Creating a DID Programmatically

The create module provides a library API for creating a DID without any interactive prompts. Use CreateDIDConfig::builder() to construct the configuration:

use didwebvh_rs::prelude::*;
use didwebvh_rs::affinidi_secrets_resolver::secrets::Secret;
use serde_json::json;
use std::sync::Arc;

// Generate or load a signing key
let signing_key = Secret::generate_ed25519(None, None);

// Build parameters with the signing key as an update key
let parameters = Parameters {
    update_keys: Some(Arc::new(vec![
        signing_key.get_public_keymultibase().unwrap(),
    ])),
    portable: Some(true),
    ..Default::default()
};

// Build the DID document
let did_document = json!({
    "id": "did:webvh:{SCID}:example.com",
    "@context": ["https://www.w3.org/ns/did/v1"],
    "verificationMethod": [{
        "id": "did:webvh:{SCID}:example.com#key-0",
        "type": "Multikey",
        "publicKeyMultibase": signing_key.get_public_keymultibase().unwrap(),
        "controller": "did:webvh:{SCID}:example.com"
    }],
    "authentication": ["did:webvh:{SCID}:example.com#key-0"],
    "assertionMethod": ["did:webvh:{SCID}:example.com#key-0"],
});

// Create the DID
let config = CreateDIDConfig::builder()
    .address("https://example.com/")
    .authorization_key(signing_key)
    .did_document(did_document)
    .parameters(parameters)
    .also_known_as_web(true)
    .also_known_as_scid(true)
    .build()
    .unwrap();

let result = create_did(config).unwrap();

// result.did        — the resolved DID identifier (with SCID)
// result.log_entry  — the signed first log entry (serialize to JSON for did.jsonl)
// result.witness_proofs — witness proofs (empty if no witnesses configured)

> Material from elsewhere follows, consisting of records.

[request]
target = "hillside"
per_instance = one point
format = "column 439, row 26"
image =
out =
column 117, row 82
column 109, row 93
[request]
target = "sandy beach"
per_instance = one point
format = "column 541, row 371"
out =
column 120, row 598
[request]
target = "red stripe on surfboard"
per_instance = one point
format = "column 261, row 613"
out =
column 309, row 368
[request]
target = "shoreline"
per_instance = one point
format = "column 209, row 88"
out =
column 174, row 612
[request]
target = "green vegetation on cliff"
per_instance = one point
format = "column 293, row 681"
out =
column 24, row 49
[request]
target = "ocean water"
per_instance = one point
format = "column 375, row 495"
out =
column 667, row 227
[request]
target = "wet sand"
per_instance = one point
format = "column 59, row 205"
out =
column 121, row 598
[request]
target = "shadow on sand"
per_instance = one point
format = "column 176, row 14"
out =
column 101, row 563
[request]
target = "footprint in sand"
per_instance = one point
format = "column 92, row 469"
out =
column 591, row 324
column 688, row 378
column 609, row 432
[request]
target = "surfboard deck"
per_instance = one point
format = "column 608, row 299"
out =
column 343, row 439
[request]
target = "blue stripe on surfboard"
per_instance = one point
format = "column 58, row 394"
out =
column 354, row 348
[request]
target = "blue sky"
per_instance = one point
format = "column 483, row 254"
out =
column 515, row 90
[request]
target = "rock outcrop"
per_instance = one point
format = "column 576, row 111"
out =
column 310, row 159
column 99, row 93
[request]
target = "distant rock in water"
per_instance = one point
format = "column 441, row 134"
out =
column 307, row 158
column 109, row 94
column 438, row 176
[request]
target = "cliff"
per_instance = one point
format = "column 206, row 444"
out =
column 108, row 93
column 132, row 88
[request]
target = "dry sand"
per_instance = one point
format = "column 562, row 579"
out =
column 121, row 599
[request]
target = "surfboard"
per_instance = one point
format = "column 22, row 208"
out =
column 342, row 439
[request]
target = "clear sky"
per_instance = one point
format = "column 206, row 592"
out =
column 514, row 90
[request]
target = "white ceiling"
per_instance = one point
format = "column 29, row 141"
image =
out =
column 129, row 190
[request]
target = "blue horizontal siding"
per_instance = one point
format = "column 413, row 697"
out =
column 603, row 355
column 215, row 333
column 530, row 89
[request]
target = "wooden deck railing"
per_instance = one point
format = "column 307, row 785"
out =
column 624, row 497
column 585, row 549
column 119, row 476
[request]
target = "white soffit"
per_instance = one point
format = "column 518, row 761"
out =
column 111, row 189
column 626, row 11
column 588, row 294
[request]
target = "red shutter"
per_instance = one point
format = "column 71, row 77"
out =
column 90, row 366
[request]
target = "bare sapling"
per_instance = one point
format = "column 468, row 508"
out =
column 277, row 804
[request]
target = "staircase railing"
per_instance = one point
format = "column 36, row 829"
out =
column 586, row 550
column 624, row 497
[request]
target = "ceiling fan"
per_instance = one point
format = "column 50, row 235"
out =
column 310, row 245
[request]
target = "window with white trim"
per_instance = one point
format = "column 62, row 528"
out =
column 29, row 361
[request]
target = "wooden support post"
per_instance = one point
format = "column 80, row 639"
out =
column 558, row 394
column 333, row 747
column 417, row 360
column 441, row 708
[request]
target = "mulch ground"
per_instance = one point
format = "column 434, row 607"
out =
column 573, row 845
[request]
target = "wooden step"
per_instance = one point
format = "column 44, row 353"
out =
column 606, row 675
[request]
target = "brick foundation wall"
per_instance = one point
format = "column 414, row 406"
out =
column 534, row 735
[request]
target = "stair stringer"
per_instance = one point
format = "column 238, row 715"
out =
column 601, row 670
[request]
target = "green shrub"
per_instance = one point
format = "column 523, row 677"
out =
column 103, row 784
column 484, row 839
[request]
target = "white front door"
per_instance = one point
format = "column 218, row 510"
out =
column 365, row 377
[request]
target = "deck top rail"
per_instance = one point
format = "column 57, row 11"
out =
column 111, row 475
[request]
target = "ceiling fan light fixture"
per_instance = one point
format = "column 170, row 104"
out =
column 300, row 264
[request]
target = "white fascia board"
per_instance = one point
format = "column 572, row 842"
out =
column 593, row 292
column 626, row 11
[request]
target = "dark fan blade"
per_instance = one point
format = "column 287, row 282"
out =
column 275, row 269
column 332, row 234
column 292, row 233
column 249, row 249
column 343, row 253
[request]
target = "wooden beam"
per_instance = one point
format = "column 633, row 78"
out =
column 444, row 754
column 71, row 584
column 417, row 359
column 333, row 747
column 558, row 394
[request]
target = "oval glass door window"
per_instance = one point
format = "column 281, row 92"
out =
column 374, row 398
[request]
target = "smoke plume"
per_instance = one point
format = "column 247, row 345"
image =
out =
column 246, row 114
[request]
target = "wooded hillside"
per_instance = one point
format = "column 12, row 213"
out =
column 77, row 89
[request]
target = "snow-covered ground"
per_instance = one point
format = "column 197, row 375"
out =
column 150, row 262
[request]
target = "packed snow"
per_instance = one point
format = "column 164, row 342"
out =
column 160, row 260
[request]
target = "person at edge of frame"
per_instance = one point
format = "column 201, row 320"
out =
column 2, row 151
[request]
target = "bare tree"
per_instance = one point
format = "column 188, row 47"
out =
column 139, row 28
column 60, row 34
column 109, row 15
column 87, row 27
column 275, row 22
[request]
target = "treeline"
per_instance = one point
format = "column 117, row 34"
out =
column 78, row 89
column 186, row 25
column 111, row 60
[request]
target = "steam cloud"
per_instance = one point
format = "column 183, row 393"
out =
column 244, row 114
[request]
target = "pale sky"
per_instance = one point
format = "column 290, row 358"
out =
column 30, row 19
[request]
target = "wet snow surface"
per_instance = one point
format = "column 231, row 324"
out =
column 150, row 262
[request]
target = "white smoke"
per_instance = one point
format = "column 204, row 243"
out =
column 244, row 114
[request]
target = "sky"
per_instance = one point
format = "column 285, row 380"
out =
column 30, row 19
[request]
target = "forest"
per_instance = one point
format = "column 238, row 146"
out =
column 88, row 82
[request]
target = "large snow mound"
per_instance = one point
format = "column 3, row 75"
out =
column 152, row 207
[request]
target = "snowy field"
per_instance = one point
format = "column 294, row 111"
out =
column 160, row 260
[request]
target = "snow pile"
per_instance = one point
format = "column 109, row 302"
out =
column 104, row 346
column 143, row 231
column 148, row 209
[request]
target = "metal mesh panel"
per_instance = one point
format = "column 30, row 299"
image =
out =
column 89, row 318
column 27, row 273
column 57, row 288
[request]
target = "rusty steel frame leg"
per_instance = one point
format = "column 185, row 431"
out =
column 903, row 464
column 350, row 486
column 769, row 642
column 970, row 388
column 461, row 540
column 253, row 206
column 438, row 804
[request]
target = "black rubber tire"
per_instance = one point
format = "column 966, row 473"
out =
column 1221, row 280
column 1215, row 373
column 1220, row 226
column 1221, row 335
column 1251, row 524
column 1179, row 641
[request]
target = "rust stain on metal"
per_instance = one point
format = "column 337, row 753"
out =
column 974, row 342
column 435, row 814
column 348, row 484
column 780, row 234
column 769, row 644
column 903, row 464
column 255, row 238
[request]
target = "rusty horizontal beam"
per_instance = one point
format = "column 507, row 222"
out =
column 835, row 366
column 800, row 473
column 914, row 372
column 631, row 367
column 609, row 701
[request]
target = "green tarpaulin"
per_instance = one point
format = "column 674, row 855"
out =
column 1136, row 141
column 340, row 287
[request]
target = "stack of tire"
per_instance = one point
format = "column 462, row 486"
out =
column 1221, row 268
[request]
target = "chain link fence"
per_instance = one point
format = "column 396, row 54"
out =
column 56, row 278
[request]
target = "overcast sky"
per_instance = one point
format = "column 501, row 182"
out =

Bring Your Own Signer (HSM / KMS)

The library does not require you to hold secret key material in memory. All signing operations go through the Signer trait, so you can delegate to an HSM, cloud KMS, or any other external signing service. The built-in Secret type implements Signer for local Ed25519 keys, but you can replace it with your own implementation:

use didwebvh_rs::prelude::*; // async_trait is re-exported here

struct MyKmsSigner { /* your KMS client, key ID, etc. */ }

#[async_trait]
impl Signer for MyKmsSigner {
    fn key_type(&self) -> KeyType {
        KeyType::Ed25519
    }

    fn verification_method(&self) -> &str {
        // Must be "did:key:{multibase}#{multibase}" format
        "did:key:z6Mk...#z6Mk..."
    }

    async fn sign(&self, data: &[u8]) -> Result<Vec<u8>, affinidi_data_integrity::DataIntegrityError> {
        // Call your KMS / HSM here — no private key bytes needed locally
        todo!()
    }
}

Then use your custom signer with CreateDIDConfig::builder_generic():

let kms_signer = MyKmsSigner { /* ... */ };

let config = CreateDIDConfig::builder_generic()
    .address("https://example.com/")
    .authorization_key(kms_signer)
    .did_document(did_document)
    .parameters(parameters)
    .build()
    .unwrap();

let result = create_did(config).await.unwrap();

The same applies to witness signing — sign_witness_proofs() accepts any HashMap<String, W> where W: Signer.

Witness Support

If your DID uses witnesses, provide the witness signers via the builder:

// For each witness, add its DID and signer
let config = CreateDIDConfig::builder()
    .address("https://example.com/")
    .authorization_key(signing_key)
    .did_document(did_document)
    .parameters(parameters)
    .witness_secret("z6Mkw...", witness_key)
    .build()
    .unwrap();

The sign_witness_proofs() function is also available separately if you need to sign witness proofs outside of the full DID creation flow.